I have made this recipe using corn and flour tortillas. Nick really loves the flour version but my family is partial to the corn. You really can use either one. I stuff these chicken enchiladas the same way every single time. I keep it simple. Pepper jack cheese, shredded chicken, mild green chilies, and green onions.
These enchiladas are truly my favorite Mexican dish! If you haven’t made your own sauce, I highly recommend it. I hope your family enjoys these as much as mine does!
- Verde Enchilada Sauce:
- 8-10 Tomatillos, husked
- 1 Onion, peeled and quartered
- 5 Garlic Cloves, peeled
- 2 Jalapenos
- 1 Poblano Chile
- Olive Oil for Drizzling
- 2 Teaspoons Cumin
- 1 Teaspoon Paprika
- 1 Teaspoon salt
- ½ Cup Cilantro, chopped
- 1 Lime, juiced
- Chicken Enchiladas:
- 1 (32. oz) Carton Swanson Chicken Broth
- 3 Large Chicken Breasts
- 10-12 Tortillas, corn or flour
- Oil for frying
- 1 Cup Pepper Jack Cheese, shredded (or regular jack cheese)
- ½ Cup Green Onions, chopped
- 1 (4 oz.) Can Mild Green Chilies
- ½ Teaspoon Garlic Salt
- ½ Teaspoon Cumin
- Cotija Cheese for Garnish (optional)
- Verde Enchilada Sauce:
- Preheat the oven to 400°. Line a baking sheet with foil. Place the tomatillos, quartered onion, garlic, jalapenos, and the poblano chile on the sheet.
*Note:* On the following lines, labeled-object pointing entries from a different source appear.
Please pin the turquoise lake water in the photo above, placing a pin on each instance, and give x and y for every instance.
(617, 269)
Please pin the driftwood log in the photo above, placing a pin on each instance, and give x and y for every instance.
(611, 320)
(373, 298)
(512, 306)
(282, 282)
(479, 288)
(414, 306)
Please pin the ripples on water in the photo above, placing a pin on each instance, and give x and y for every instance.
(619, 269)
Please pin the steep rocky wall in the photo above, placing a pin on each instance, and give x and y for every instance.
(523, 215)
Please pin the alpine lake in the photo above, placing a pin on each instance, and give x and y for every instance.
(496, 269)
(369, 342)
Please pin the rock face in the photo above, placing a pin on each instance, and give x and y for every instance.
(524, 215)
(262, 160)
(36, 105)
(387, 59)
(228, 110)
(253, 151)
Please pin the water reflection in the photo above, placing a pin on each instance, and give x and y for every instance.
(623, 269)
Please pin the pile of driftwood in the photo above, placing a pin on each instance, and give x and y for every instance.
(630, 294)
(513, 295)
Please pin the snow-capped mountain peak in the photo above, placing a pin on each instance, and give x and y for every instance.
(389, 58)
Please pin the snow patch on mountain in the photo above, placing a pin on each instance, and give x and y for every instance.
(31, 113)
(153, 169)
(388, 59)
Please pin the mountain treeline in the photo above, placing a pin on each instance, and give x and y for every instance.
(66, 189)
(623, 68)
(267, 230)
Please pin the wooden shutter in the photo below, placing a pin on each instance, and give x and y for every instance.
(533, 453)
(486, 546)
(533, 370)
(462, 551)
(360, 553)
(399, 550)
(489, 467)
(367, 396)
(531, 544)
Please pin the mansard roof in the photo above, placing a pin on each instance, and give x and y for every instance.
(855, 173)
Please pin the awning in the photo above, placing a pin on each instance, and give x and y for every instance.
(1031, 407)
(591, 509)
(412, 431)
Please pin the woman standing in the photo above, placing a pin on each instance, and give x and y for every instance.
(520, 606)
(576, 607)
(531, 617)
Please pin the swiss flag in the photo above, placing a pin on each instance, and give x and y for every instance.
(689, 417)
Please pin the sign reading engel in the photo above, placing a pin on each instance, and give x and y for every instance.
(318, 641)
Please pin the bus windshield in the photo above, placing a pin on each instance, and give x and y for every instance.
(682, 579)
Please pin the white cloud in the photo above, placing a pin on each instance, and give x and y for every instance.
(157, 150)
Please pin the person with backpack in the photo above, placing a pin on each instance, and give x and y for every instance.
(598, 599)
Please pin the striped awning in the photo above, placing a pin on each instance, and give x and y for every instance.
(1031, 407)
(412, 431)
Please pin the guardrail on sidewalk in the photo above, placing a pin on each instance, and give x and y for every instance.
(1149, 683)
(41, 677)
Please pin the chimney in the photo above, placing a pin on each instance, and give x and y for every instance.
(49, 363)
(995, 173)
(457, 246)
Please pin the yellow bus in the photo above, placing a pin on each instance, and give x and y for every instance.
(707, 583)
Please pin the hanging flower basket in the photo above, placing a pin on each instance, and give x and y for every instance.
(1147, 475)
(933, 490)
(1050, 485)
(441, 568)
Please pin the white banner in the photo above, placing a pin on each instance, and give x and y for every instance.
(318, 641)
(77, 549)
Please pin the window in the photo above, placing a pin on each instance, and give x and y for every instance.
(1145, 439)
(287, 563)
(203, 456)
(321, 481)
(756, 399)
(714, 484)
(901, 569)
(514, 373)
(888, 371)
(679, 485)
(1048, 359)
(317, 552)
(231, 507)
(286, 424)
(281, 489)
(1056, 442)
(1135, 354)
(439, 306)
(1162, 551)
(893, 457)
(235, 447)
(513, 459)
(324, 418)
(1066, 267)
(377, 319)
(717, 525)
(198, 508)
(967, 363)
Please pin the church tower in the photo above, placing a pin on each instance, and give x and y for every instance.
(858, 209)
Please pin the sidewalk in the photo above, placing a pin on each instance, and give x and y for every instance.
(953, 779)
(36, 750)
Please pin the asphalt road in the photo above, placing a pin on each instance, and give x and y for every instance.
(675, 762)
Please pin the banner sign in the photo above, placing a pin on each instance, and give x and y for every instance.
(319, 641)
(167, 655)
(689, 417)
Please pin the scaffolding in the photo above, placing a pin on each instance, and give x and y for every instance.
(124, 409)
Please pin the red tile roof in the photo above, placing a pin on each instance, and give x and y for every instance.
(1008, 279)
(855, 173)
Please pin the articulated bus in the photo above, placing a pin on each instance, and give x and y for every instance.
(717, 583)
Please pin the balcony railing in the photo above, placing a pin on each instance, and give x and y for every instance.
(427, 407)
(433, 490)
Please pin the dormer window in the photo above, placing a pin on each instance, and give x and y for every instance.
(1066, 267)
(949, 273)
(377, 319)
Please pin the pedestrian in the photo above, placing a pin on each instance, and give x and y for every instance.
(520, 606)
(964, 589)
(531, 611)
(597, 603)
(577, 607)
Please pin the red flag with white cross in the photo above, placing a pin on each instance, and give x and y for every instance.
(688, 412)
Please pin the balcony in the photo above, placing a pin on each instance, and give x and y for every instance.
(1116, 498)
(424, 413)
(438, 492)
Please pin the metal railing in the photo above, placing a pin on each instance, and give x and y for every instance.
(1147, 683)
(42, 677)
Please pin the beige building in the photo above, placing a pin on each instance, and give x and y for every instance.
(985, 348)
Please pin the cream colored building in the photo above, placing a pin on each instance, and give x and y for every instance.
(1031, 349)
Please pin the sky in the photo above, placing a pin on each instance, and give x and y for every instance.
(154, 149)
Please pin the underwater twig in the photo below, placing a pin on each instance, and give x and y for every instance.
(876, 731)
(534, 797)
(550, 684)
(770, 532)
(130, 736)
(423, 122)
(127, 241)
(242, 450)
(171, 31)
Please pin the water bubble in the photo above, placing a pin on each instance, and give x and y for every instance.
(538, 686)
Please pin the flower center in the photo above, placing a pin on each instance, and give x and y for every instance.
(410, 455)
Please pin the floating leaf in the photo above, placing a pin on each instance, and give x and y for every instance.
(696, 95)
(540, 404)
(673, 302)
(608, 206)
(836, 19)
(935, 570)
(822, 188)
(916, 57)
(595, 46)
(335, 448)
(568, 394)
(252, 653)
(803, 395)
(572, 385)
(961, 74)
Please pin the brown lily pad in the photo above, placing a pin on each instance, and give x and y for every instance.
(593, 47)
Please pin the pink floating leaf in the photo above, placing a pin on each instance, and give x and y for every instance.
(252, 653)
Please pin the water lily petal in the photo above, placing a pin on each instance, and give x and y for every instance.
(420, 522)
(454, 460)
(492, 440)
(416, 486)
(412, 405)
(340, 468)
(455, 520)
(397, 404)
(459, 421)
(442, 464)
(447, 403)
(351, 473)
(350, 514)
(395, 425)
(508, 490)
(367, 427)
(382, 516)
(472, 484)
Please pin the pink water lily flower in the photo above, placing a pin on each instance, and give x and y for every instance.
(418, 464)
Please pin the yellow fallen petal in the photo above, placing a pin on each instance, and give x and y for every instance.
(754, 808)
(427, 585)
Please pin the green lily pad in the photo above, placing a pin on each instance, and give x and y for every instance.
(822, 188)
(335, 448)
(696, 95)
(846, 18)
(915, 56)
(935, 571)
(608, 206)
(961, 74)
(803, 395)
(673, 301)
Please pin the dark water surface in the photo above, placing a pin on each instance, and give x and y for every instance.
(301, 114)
Drizzle evenly with olive oil and salt. Bake for 15-20 minutes. Once the chilies are cool enough to handle, remove the stems and place all the roasted ingredients in a blender or food processor with the remaining enchilada sauce ingredients plus the reserved ¼ cup chicken broth. Pulse a few times until the sauce is mostly smooth with a little bit of chunks for texture. Set aside.
- Chicken Enchiladas:
- In a large stock pot, bring the chicken broth and chicken breasts to a boil. Cook on medium heat for 45 minutes to an hour or until the chicken is cooked throughout and very tender. Drain the chicken, reserving ¼ cup of the broth.
- Using two forks, shred the chicken into bite sized pieces. In a frying pan, heat about ½ inch of oil on medium-high heat. Lightly fry each tortilla on each side for 5-10 seconds on each side, just until soft. You don't want the tortillas to fry completely. Place on a plate lined with paper towels to drain off any excess grease. In a bowl combine the shredded chicken, green onions, mild green chilies and seasonings. Dip each fried tortilla into the enchilada sauce. Fill each tortilla with the chicken mixture, top with shredded cheese and roll up. Place the enchiladas in a 9 x 13 pan. Top with remaining enchilada sauce. Top with cotija cheese (if using). Cover with foil and bake on 375° for 20 minutes. Serve immediately.